"Why are there different formulas because isn't movement relative, and it shouldn't matter whether the source or the observer is moving?"
Your reasoning applies to light but not to sound. This is because, in the case of sound, there is a third thing involved: the medium. It isn't just a case of source and observer. To understand this properly there's no substitute for actually deriving the equations for the two cases.
You might like the approach below. It treats the moving source and moving observer cases in a very similar fashion, without using the idea of wavelength. [It is also very easy to adapt to give the relativistic Doppler formula for light.]
For a given medium under given conditions, sound travels at a fixed speed, $v$, relative to that medium.
Suppose that the source frequency is $f_s$, so its period is $\tau_s = \frac1{f_s}$. But $\tau_s$ is the time between two successive wavefronts of the same phase (two maxima of pressure, perhaps) leaving the source.
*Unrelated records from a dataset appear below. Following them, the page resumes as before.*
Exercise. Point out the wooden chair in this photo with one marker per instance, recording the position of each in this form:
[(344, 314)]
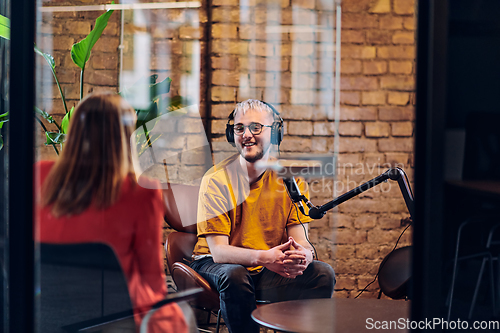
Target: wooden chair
[(182, 203), (82, 286)]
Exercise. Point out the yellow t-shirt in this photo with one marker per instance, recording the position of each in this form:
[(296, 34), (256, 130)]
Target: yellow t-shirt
[(253, 216)]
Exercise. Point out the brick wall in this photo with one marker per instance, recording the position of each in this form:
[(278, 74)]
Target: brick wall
[(283, 51), (376, 131)]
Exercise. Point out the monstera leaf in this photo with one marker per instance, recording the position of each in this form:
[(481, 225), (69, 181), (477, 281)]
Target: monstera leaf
[(80, 52), (65, 121)]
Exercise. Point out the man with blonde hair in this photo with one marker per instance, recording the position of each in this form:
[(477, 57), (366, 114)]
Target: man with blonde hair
[(252, 243)]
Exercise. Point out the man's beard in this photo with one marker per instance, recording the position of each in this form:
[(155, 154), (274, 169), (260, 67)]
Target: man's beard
[(253, 158)]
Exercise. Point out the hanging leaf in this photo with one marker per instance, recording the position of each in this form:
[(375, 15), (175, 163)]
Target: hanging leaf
[(3, 118), (44, 115), (80, 52), (134, 93), (65, 121), (52, 64), (54, 138), (48, 57)]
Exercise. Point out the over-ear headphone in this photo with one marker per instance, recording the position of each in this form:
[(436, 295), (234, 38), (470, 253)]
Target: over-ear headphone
[(276, 129)]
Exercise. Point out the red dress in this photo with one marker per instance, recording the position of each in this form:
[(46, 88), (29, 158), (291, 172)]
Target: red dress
[(132, 227)]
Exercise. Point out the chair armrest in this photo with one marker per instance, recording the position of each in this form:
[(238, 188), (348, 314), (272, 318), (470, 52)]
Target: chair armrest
[(170, 298), (185, 277)]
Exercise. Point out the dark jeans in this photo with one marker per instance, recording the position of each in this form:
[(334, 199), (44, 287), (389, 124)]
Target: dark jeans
[(239, 290)]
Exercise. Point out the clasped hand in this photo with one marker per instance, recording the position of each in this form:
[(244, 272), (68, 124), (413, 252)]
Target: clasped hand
[(289, 259)]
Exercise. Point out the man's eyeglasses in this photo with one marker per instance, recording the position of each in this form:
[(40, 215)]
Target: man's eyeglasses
[(254, 128)]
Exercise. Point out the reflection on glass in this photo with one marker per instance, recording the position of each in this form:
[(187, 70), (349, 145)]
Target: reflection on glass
[(182, 67)]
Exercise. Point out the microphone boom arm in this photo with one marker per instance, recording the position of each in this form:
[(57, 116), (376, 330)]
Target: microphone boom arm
[(393, 173)]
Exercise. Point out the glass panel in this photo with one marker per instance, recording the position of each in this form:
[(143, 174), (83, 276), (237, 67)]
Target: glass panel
[(183, 66), (4, 163)]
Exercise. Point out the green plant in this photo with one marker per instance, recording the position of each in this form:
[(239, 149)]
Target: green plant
[(80, 54)]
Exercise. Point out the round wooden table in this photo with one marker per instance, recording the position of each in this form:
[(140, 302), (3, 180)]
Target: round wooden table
[(333, 315)]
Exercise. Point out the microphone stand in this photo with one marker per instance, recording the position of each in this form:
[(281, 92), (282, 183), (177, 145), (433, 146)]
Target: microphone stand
[(393, 174)]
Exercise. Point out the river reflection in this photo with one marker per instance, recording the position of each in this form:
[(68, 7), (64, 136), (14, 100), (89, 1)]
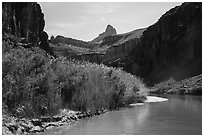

If the observer is stationary in the medium but the source is moving away from the observer at speed $v_s$, then the extra distance the second wavefront has to travel is $u_s \tau_ s$, so the time, $\tau_o$ between the wavefronts reaching the observer is
$$\tau_o=\tau_s+\frac {u_s \tau_s}v.$$
So we have
$$\tau_o =\tau_s(1+u_s /v)\ \ \ \ \text{that is}\ \ \ \ f_o=\frac 1 {1+\frac{u_s}v}f_s $$
On the other hand, if the source is stationary in the medium and the observer is moving away from the source at speed $u_o$, then the extra distance the second wavefront has to travel is now $u_o \tau_o$, so the time, $\tau_o$, between the wavefronts reaching the observer is
$$\tau_o=\tau_s+\frac {u_o \tau_o}v.$$
So we have
$$\tau_o =\frac{\tau_s}{1-u_o /v}\ \ \ \ \text{that is}\ \ \ f_o=\left(1-\frac{u_o}v\right)f_s $$
[Make $u_s$ negative if the source is moving towards the observer, or $u_o$ negative if the observer is moving towards the source.]